HarperVoyager author Stephen Hunt, Steampunk connoisseur of Court of the Air, is – and it’s a term I don’t get to use nearly often enough – outraged at BBC coverage of World Book Night because of the lack of Science Fiction and Fantasy on show. To quote:

I can forgive the committee of World Book Night itself, whose selection of twenty five titles to give one millions free copies away was made by a board which clearly apes the views of the Booker panel – which is that fantasy, horror and sci-fi, much like hardcore porn, has no place in any respectable fiction list, but the BBC?

I do wonder if it would have seemed like the BBC were making a point (heaven forbid) if they had broadcast an entire discussion in the middle of their WBN coverage about books that categorically were not on the list, but I support anyone standing up for speculative fiction who is eloquent about it (and useful to my dissertation).

I particularly enjoyed the image he created to accompany his post. I’ll have that. If you find yourself similarly outraged after reading his rant, you can ‘like’ the Facebook page he’s created to make his stand: ‘A community to educate the BBC and World Book Day that Fantasy, Science Fiction and Horror is not a corrupting foreign influence.’ I like it. You should too.

Sunday, 6 March 2011

bite me: the week in bite-sized chunks

Tor: What is it about cake and books? Atom did it (I’ve just looked at my blog post about that and realised that sometimes I am a total nerd. And not one of those cool nerds, either), and now Tor UK have had an event to celebrate the reissuing of China MiĆ©ville’s backlist covers by putting them onto cakes. And they’re right to – designed by Crushed, these new covers are gorgeous, and delicious. They remind me of Neil Gaiman’s now not-so-new covers, with the black background and delicate illustrations embossed with coloured foil. Well, sort of.


Voyager: contain yourselves, epic fantasy fans; George RR Martin’s A Dance with Dragons is going to be published by Voyager on 12 July 2011. Believe that date, it’s actually real this time. It’s book five in A Song of Ice and Fire, a series so excellently executed and horrifically detailed that if, like me, you have a memory that quails at the thought of recalling more than one thing at once, you have four months to re-read the previous books. Or watch the upcoming HBO series Game of Thrones for a reminder sesh; it does have Sean Bean in it. I hear his contracts now state that, should there be a death scene, it must be at least 15 minutes in length. True story. Except for the lies.

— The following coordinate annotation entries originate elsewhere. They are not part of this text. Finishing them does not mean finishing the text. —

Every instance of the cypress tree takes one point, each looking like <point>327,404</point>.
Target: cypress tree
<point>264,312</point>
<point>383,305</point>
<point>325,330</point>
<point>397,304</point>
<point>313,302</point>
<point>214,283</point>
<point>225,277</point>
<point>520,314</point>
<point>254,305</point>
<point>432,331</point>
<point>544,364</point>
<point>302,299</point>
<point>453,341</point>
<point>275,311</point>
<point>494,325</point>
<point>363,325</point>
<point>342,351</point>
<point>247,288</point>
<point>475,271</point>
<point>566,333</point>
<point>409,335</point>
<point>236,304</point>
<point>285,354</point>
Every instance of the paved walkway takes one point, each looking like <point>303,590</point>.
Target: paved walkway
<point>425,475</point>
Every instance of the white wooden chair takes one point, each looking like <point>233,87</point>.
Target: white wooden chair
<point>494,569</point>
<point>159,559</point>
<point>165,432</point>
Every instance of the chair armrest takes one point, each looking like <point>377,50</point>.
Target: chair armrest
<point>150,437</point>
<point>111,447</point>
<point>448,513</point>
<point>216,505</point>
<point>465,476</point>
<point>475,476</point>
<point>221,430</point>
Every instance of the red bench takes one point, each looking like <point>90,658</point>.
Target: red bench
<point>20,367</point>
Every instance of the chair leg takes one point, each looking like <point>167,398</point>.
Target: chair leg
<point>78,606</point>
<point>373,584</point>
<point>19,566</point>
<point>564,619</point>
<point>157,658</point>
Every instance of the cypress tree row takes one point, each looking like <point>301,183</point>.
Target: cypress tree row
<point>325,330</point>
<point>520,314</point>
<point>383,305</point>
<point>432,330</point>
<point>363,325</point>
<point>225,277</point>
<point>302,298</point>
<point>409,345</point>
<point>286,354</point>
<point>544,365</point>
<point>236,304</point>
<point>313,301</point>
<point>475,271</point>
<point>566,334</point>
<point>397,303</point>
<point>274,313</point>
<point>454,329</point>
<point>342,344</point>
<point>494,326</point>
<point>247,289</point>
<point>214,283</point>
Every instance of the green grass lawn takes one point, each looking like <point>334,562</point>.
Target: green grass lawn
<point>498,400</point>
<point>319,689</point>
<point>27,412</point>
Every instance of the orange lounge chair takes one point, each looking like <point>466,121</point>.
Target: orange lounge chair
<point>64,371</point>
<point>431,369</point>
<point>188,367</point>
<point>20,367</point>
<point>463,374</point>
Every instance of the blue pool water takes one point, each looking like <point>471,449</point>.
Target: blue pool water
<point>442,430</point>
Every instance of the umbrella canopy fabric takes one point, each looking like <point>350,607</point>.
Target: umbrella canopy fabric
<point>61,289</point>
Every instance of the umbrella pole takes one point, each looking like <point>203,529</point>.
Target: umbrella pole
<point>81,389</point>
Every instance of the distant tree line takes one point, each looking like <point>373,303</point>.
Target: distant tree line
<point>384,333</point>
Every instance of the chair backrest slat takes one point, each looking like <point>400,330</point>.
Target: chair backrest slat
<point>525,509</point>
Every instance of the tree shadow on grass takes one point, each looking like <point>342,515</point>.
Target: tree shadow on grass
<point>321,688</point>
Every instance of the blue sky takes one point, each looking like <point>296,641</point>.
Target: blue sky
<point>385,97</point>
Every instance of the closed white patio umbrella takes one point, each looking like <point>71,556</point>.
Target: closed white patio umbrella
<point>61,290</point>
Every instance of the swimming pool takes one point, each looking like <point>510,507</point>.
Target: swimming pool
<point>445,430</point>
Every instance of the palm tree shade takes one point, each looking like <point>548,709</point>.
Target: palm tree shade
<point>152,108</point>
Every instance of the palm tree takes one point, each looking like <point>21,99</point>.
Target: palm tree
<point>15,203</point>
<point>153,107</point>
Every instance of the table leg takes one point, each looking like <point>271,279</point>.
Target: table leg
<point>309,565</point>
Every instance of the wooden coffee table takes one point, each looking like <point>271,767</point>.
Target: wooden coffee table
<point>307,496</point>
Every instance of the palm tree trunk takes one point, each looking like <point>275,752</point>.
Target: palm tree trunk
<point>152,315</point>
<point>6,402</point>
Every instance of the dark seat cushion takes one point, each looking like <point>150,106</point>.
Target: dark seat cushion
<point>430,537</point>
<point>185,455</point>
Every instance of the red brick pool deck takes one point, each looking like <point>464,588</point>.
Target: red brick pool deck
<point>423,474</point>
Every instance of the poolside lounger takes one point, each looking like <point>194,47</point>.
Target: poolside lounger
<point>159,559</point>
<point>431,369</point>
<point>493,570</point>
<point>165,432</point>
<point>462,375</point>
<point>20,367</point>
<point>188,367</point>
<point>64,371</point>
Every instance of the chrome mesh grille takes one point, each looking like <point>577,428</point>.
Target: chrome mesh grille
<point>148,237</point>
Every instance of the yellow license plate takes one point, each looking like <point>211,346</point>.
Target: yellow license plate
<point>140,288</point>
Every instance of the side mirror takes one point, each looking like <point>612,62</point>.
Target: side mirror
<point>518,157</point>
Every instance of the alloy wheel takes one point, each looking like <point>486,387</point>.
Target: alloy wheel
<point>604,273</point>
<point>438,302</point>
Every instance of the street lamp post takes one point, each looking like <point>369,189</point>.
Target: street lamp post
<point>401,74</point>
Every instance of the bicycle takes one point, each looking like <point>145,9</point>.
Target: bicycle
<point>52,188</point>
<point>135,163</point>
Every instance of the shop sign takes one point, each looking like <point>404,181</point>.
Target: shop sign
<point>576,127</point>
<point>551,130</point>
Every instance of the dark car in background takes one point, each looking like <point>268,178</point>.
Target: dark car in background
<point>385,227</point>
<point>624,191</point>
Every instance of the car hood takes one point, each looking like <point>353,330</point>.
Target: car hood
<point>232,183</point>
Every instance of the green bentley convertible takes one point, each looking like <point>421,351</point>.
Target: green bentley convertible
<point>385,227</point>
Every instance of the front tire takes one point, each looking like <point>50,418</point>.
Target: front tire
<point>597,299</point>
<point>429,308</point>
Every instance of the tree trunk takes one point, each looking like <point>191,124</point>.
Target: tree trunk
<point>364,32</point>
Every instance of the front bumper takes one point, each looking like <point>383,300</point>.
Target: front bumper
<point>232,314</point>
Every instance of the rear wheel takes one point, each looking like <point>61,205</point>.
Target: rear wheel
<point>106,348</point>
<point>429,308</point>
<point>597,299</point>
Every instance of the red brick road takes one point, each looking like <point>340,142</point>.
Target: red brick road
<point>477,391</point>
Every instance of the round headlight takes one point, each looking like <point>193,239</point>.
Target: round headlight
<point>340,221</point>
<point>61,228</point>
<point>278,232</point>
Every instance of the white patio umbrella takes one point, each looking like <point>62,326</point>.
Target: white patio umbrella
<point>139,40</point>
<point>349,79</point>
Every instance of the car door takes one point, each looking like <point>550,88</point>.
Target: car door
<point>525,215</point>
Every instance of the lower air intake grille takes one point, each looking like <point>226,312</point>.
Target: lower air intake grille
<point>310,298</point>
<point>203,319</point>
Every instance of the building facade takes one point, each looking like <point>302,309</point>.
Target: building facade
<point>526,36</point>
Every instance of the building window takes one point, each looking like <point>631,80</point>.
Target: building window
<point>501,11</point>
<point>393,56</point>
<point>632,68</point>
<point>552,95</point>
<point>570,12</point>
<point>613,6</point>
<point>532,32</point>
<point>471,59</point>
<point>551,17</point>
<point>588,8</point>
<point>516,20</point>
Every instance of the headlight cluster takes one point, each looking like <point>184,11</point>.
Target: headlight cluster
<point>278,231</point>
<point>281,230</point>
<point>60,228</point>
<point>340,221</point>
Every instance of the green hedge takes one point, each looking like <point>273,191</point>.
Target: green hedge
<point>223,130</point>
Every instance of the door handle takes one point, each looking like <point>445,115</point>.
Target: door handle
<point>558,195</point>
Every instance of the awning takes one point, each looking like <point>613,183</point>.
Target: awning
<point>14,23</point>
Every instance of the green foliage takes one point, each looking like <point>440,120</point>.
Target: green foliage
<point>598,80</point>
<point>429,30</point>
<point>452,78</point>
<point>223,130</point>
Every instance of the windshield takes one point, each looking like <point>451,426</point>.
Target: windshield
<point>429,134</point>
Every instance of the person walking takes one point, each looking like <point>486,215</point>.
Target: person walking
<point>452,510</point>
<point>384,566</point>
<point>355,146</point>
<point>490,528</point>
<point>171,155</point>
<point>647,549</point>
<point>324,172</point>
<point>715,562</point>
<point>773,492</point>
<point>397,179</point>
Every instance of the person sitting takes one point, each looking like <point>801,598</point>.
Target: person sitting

Orbit/A Dribble of Ink: Aiden Moher over at A Dribble of Ink interviewed Orbit author Daniel Abraham (The Dragon’s Path, The Long Price Quartet) and the interview treaded close to my dissertation topic. Namely, the accessibility of the genre to people who aren’t necessarily SFF fans (differentiating this, but not altogether separating it, from the commercialisation of the genre). It also brought out Abraham’s irritation for people who want to look sophisticated through their bookshelf, whether they’re reading what’s on it or not (a personal pet hate). Abraham encourages the kind of SFF people might prefer to read via the anonymity of their eReader: ‘There is something at the base of genre – and it’s commercial and accessible and low-class and embarrassing – that brings people to what we do, and I think writers turn away from that at our peril.’ Abraham dubs this – and he’s not alone in this definition – as ‘guilty pleasures’ reading. He encourages writers to write ‘what people are ashamed to love’. Perhaps this is the value of eBooks to SFF. And its more adventurous readers. Perhaps Erotic Fantasy will get its (discrete) moment.

Gollancz: Orion publicity assistant Louise Court has given an interview on her role with Orion and Gollancz on the Book Chick City blog. This is just a lovely insight into her role and her first love, the written word. She also gets in a few plugs for their Urban Fantasy list – well, she is a publicity assistant, after all.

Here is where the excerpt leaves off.